Visa petitions for those seeking a National Interest Waiver (NIW) are filed with U.S. Citizenship and Immigration Services (USCIS). Depending on the immigration benefit sought, denials may be appealed to the Administrative Appeals Office (AAO), the Board of Immigration Appeals (BIA), or federal district court. The AAO is an office within USCIS that reviews denied petitions, the BIA falls under the Department of Justice and generally reviews the work of immigration judges and directors of the Department of Homeland Security, and federal district court has general federal jurisdiction, including interpreting the immigration laws of the United States.

When NIW petitions are denied, the AAO is the sole recourse for appeal. Federal courts at the district and appellate level have been unanimous that they have no jurisdiction to review a denied NIW since the law is clear that waivers may be granted and no one is entitled to one.

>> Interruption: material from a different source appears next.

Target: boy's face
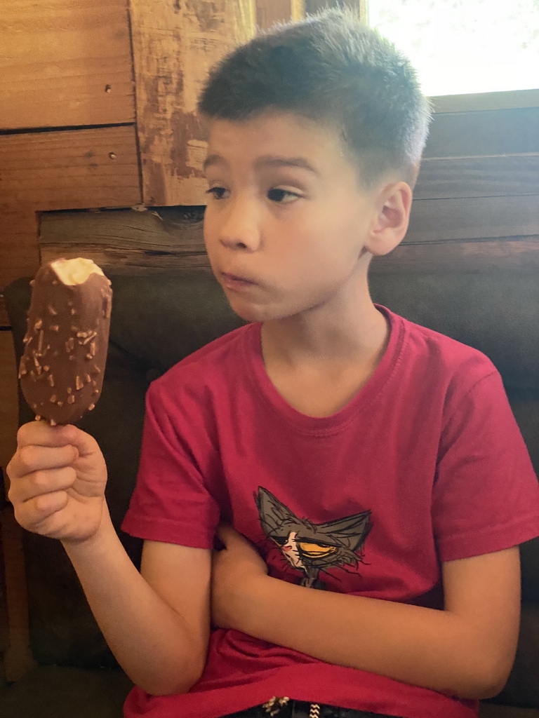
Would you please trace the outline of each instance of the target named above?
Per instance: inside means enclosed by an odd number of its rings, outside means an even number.
[[[213,120],[206,176],[206,246],[240,317],[290,317],[366,284],[377,192],[361,188],[336,131],[290,114]]]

When a case is appealed to the AAO its chances are not good. USCIS keeps statistics (link), with one of the worst being its FY15 H-1B appeals in which 504 were denied and only 16 were approved (with 9 remanded back to the director for further adjudication). Thankfully statistics for NIW are not as bad, although they are still not great. Since Matter of Dhanasar was decided on December 27, 2016, the most illustrative category to look at is I-140I since FY 17. The government fiscal year starts on October 1, so there are nearly three months of overlap with the prior NYSDOT precedent, but the NIW appeal stats are below:

FY 17: 47 total cases, 12 approved on appeal.

FY 18: 44 total cases, 6 approved on appeal, 1 remanded.

FY 19: 36 total cases, 3 approved on appeal, 6 remanded.

Combined the total approval rate is 18.89% but without FY 17 buoying the results, that drops to an 11.25% approval rate over the previous two years.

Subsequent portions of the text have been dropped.